Certainty beyond taxation
Furthermore, Tax Neutral jurisdictions are home to a wealth of expertise to help guide investors and alleviate unnecessary or unanticipated tax risk. These world-class, in-country fund service providers, law firms, accountants, and fund administrators – all of whom are regulated by independent government bodies – bring decades of experience and reassurance to investors who seek to utilize the jurisdiction and protect their rights. Those are just a few of the reasons investors like the World Bank’s International Finance Corporation (IFC) have established collective investment vehicles such as a fund in the Cayman Islands to help recapitalize the Haitian private sector following the January 2010 earthquake.
For the World Bank’s IFC and other renowned organizations, Tax Neutral jurisdictions provide the certainty that comes from access to respected international fund managers who blend investment with advice. This is done within the framework of a strong and transparent judicial, regulatory, and political system – for maximum benefit.

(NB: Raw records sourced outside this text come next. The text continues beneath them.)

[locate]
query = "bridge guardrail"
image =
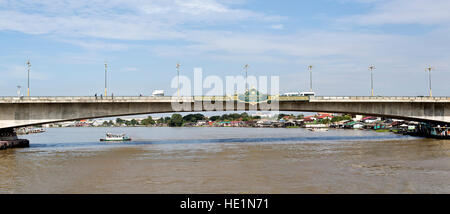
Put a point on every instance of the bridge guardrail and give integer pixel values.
(14, 99)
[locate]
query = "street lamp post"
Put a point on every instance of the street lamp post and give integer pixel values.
(178, 79)
(310, 77)
(246, 72)
(28, 66)
(106, 71)
(371, 78)
(429, 68)
(18, 90)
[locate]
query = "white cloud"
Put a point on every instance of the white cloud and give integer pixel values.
(277, 27)
(424, 12)
(118, 19)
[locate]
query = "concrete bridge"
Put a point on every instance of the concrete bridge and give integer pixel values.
(18, 112)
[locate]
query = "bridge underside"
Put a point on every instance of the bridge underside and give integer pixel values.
(24, 114)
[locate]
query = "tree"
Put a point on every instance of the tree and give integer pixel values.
(120, 121)
(176, 120)
(148, 121)
(134, 122)
(214, 118)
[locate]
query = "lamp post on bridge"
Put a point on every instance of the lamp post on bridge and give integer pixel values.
(28, 66)
(429, 69)
(310, 77)
(371, 78)
(178, 79)
(18, 90)
(246, 71)
(106, 71)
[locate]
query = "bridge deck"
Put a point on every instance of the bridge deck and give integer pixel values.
(90, 99)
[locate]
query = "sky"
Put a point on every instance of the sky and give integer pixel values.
(69, 41)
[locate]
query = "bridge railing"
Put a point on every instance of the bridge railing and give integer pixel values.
(12, 99)
(381, 98)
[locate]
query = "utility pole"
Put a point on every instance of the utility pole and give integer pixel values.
(106, 71)
(246, 72)
(28, 66)
(371, 78)
(429, 69)
(310, 77)
(178, 79)
(18, 91)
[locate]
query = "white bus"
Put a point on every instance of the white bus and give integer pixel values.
(307, 93)
(291, 94)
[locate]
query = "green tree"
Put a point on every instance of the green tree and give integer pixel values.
(214, 118)
(176, 120)
(134, 122)
(120, 121)
(148, 121)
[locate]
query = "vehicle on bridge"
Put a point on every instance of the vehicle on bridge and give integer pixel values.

Indeed, Tax Neutral jurisdictions are renowned for their rigorous legal codes enforced by judicial officials and attorneys with years of experience in tax law. These jurisdictions are also complemented by regulatory structures designed to uphold and protect the investors’ rights. And, unlike tax havens, that are known for secrecy and obfuscation, Tax Neutral jurisdictions offer stable, democratic, and transparent political systems that put the rights of investors at the forefront – significantly reducing investment risk. Tax Neutral jurisdictions also work hard to ensure these standards are consistent with and recognized by international supervisory bodies.

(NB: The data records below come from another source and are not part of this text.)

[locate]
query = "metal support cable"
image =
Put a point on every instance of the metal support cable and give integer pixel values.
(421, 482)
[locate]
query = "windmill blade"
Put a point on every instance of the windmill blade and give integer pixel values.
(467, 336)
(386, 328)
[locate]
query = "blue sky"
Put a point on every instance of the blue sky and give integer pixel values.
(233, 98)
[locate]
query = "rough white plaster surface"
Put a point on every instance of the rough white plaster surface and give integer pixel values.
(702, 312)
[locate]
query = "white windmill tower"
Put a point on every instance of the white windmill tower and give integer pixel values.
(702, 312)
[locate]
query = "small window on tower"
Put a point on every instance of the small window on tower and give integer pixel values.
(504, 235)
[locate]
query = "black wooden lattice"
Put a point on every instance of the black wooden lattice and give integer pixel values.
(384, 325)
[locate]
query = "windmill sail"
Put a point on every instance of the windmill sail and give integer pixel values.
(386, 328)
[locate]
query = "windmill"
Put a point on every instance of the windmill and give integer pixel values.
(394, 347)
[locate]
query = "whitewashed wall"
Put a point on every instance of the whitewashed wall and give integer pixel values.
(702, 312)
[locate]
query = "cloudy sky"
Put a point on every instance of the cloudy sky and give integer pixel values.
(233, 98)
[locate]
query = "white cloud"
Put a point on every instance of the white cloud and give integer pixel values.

Being assured of tax certainty
To ensure a strong level of return, institutional investors and endowment managers must leave no stone unturned when assessing how funds are invested and that they pay the right tax, at the right time, to the right jurisdictions – but no more than necessary. That’s why Tax Neutral jurisdictions are invaluable to their investment strategies. These territories are fully transparent about their Tax Neutral stance and investors can be confident they are not taking unnecessary risks with their transactions. For decades, institutional investors and corporations have trusted Tax Neutral jurisdictions for the clarity and certainty they bring to the tax planning process and their exemplary standards of transparency, empowerment, security, simplicity, and fairness. All these efforts make them preeminent jurisdictions with an established culture for doing good and fair business – without levying unfair taxes – while reducing investment risk.